Wakefield, Ma. – July 17, 2012 – The Software Assurance Forum for Excellence in Code (SAFECode), a non-profit organization exclusively dedicated to increasing trust in information and communications technology products and services through the advancement of effective software assurance methods, today released “Practical Security Stories and Security Tasks for Agile Development Environments.” This new paper provides practical software security guidance to Agile practitioners in the form of security-focused stories and security tasks they can easily integrate into their Agile-based development environments.

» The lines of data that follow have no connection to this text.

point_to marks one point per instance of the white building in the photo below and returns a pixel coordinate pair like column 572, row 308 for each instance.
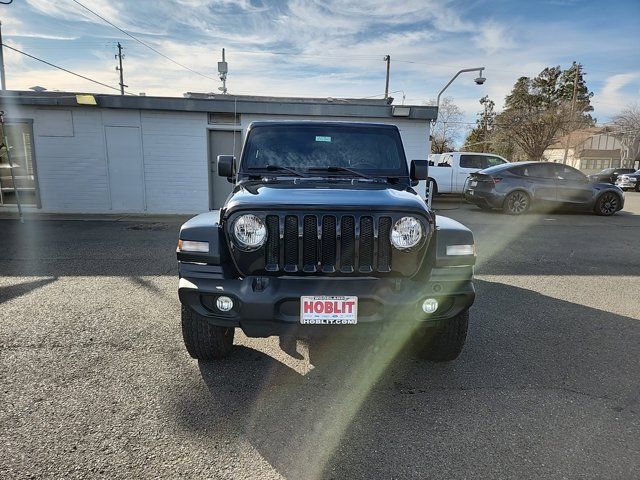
column 112, row 153
column 590, row 150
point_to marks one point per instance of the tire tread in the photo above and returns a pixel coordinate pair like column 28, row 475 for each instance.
column 447, row 342
column 203, row 340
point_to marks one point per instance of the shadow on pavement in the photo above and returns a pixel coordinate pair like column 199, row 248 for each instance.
column 13, row 291
column 544, row 388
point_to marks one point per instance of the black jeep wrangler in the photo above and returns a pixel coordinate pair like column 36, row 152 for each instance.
column 323, row 232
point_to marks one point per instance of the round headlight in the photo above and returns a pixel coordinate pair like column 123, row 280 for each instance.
column 249, row 232
column 406, row 233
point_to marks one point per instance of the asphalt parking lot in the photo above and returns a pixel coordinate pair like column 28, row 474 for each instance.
column 95, row 381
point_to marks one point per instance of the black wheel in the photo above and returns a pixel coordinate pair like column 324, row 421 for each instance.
column 607, row 204
column 516, row 203
column 445, row 343
column 203, row 340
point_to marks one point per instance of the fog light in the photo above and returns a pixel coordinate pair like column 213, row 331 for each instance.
column 224, row 304
column 430, row 305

The paper is the outcome of a collaboration of SAFECode members working to simplify the process for addressing security assurance tasks as part of an Agile development methodology.

“A number of SAFECode members recognized the natural tension between the dynamic nature of Agile development methodologies and more formalized processes for secure software development. After working on various ways we could better insert the most important elements of the security process into a standard Agile development process, we came up with this relatively simple approach of presenting security-focused stories with associated security tasks, alongside operational security tasks and those that most often require the support of a security expert,” said Vishal Asthana, a lead author of the paper and Senior Principle Software Engineer, Product Security Group, Symantec Corp. “A small group of us have been piloting the approach within our own teams and have seen enough early value that we felt it would be beneficial to share the approach with the broader community.”

In an Agile development process, necessary changes are incorporated in a dynamic fashion. Cycles/sprints are very short, usually no more than two to four weeks, making it extremely difficult for software development teams to comply with long lists of security assurance tasks. This paper addresses this challenge by translating secure development practices into a language and format that Agile practitioners can more readily act upon as part of a standard Agile methodology. To further simplify things, the recommended security tasks are broken down by roles, including architects, developers and testers, and separately lists the tasks that most often require specialized skills from security experts.